No discussion of gun crimes in America is complete without a reference to the crimes not reported because honest citizens pulled their guns and frightened the criminals away. If gun control laws reduced crime Washington D.C. would be the safest city in the world.
 
You do understand that basically all handguns sold today are "semi-automatic", in effect, if not in name? Even revolvers are "semi-automatic" in that you pull the trigger once and a bullet is fired.

Ironically, handguns make poor weapons for a massacre, although they are well suited for street violence, as they can be concealed. If a massacre is what you want, shotguns are probably your most effective weapon for short ranges mayhem, with rifles being more appropriate for sniping.

Patrick, the liberal impulse is that guns are bad and should be restricted. I fully understand that impulse. Its like the conservative impulse that increasing penalties for offenses will reduce crimes. Sometimes, we have to resist our impulses, however, and look at hard data, which can frequently produce results that differ from our own common sense.

Most gun control laws seem to have little or no impact on gun violence. Similarly, laws making guns more available or easier to carry concealed, have almost no impact. Partisans on both sides hate this, but there it is.
 
Daniel,

I agree that the relationship between gun crime and gun laws is much more tenuous than often asserted.

But the law shouldn't make it even easier for the likes of the chap at Virginia Tech to obtain them. Is there really no relationship at all between the crime and ability to get these weapons?

I would be interested to read any link to the data you mentioned.

But the main point of my post was to resist the suggestion that single massacres prove the endemic violence and pathology of American society.

Its the urge to generalise and condemn a nation because of single moments that I am interested in.
 
"Is there really no relationship at all between the crime and ability to get these weapons?"

Well, yeah, but it's rendered rather complex by two points:

1. Guns in the hands of bad people are a force for evil, but guns in the hands of good people deter it.

and,

2. Efforts to discourage gun ownership always disarm good people first.

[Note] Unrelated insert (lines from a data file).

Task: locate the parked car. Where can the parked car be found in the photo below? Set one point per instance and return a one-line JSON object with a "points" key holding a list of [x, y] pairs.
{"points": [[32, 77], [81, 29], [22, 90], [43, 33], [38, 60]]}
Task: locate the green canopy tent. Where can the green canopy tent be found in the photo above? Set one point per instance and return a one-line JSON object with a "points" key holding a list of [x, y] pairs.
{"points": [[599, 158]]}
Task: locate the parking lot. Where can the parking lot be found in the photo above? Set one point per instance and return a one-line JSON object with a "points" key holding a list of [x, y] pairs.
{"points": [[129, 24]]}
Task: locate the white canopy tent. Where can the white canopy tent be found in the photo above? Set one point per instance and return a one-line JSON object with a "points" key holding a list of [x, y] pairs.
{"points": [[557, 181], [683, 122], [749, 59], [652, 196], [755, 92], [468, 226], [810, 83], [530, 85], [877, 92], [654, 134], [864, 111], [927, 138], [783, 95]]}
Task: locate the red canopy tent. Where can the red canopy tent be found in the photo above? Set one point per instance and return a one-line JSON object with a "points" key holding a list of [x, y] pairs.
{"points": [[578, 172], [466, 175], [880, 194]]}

This has been known in criminological circles for literally centuries. And this is why, when you see the latest study on the desirablity of gun control, you will find it published in a medical journal, or perhaps a law journal issue specially funded by the Joyce Foundation, not a journal of criminology.

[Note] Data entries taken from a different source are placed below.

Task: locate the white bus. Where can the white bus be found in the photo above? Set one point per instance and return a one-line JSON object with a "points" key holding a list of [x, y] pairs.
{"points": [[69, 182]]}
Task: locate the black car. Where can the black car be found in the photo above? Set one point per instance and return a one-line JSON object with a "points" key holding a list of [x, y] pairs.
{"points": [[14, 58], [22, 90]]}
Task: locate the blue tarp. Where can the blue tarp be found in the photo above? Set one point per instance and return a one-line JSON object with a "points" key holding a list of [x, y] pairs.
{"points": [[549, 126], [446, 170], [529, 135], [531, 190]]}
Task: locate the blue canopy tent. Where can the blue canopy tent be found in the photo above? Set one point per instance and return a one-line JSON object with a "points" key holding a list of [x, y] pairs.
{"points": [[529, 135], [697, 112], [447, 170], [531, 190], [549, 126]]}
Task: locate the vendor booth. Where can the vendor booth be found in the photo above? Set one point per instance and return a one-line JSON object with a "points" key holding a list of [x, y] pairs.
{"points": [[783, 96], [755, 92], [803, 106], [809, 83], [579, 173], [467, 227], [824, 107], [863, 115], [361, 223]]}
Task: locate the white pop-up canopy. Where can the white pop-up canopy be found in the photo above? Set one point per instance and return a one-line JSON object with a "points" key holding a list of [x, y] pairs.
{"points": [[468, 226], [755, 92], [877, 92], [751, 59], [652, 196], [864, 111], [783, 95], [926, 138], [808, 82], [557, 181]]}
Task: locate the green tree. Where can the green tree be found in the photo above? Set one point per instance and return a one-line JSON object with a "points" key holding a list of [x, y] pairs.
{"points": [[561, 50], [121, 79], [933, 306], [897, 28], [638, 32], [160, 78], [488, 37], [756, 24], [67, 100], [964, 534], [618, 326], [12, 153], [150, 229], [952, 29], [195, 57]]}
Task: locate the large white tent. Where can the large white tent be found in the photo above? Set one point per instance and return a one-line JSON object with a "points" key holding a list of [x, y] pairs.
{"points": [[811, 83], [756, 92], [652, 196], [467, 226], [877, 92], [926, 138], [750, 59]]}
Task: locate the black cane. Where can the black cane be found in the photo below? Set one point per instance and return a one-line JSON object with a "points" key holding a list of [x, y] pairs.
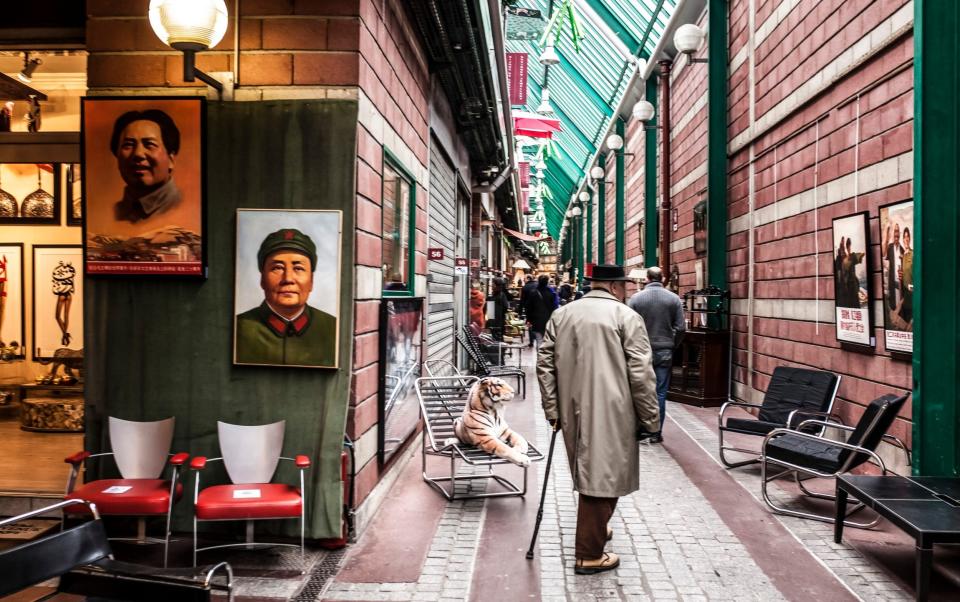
{"points": [[543, 495]]}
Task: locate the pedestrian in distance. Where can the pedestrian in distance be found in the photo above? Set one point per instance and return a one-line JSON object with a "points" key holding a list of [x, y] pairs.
{"points": [[597, 385], [662, 313]]}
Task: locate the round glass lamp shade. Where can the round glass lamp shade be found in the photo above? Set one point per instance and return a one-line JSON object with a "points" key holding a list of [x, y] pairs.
{"points": [[643, 110], [614, 142], [688, 38], [189, 24]]}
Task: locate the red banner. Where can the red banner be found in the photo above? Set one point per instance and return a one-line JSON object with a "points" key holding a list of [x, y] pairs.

I trust you don't get your medical advice from criminologists?
 
Some people I knew were quick to infer that America was a sick society as a result of Katrina.

I don't know anyone who did. They just put the blame on a president who took an effective FEMA and ruined it with political appointments.
 
Hi Randy,

"I don't know anyone who did. They just put the blame on a president who took an effective FEMA and ruined it with political appointments."

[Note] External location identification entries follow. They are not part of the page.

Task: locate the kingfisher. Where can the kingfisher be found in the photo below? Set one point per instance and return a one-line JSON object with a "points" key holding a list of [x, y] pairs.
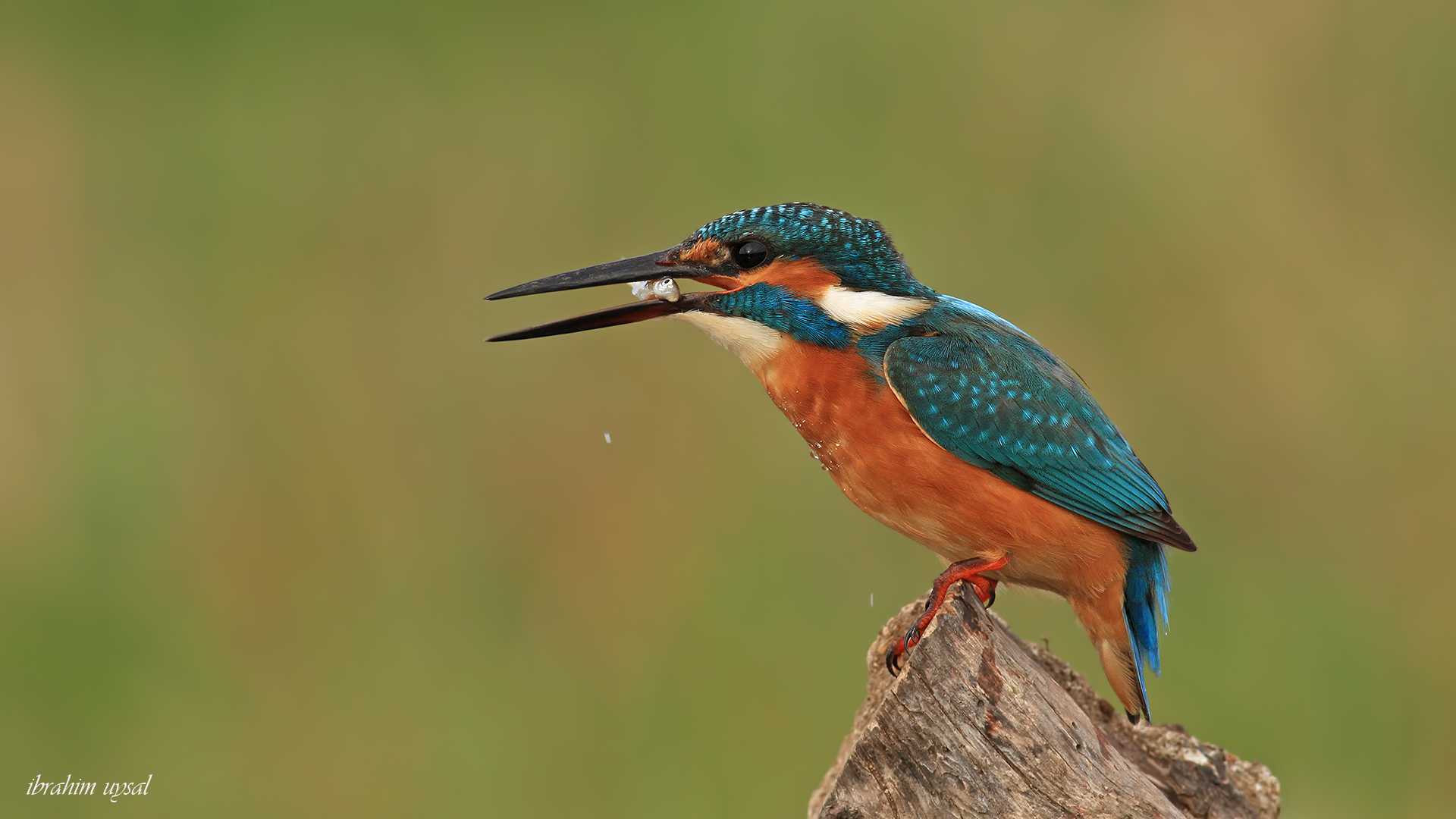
{"points": [[935, 416]]}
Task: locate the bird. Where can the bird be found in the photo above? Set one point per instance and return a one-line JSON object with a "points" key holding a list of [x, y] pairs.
{"points": [[937, 417]]}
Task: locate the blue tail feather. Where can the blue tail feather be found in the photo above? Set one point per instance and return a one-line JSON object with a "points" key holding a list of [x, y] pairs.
{"points": [[1145, 604]]}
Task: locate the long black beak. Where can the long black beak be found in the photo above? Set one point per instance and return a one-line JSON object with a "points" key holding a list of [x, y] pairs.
{"points": [[638, 268]]}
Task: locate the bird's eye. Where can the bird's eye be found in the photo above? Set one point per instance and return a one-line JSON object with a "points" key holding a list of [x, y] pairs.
{"points": [[750, 254]]}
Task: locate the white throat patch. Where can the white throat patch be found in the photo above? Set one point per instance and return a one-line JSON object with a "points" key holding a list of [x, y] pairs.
{"points": [[752, 341], [868, 311]]}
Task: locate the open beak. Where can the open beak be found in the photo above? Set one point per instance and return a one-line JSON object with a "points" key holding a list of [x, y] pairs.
{"points": [[638, 268]]}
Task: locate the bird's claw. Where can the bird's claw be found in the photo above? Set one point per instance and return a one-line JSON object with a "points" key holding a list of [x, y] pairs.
{"points": [[899, 649]]}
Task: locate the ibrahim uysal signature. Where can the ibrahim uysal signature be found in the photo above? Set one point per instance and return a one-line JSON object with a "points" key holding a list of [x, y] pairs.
{"points": [[77, 787]]}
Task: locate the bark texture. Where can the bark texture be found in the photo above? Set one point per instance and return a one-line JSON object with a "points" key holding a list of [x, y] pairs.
{"points": [[982, 723]]}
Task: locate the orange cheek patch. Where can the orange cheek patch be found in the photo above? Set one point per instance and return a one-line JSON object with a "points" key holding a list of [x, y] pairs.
{"points": [[707, 253]]}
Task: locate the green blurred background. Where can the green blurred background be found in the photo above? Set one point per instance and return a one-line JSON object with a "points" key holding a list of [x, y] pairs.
{"points": [[277, 529]]}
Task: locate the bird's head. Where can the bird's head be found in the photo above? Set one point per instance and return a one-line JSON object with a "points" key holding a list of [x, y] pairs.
{"points": [[794, 270]]}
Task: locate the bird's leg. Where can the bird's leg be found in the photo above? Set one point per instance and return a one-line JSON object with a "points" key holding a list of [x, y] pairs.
{"points": [[968, 570]]}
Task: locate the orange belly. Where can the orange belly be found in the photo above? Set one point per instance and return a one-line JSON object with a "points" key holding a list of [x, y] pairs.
{"points": [[867, 441]]}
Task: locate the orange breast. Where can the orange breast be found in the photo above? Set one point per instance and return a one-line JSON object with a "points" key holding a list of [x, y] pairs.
{"points": [[880, 458]]}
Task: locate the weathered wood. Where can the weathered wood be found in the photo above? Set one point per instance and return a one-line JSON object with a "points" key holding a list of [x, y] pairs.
{"points": [[982, 723]]}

anecdotally, there was quite a lot of chatter in Europe and down under and on the BBC website comments page about how it reflected poorly on US society generally. Trust me, there are a lot of folk out there keen to infer the most appalling insights about America from single events.
 
WRT Virginia Tech, it seems gun control worked about as well as could have been expected.
Some reports were that as many as 20,000 people, counting students, staff, instructors, pizza delivery drivers, were on campus. Only one of the 20,000 was armed. I don't see any chance of better compliance than 19,999 out of 20,000, realistically.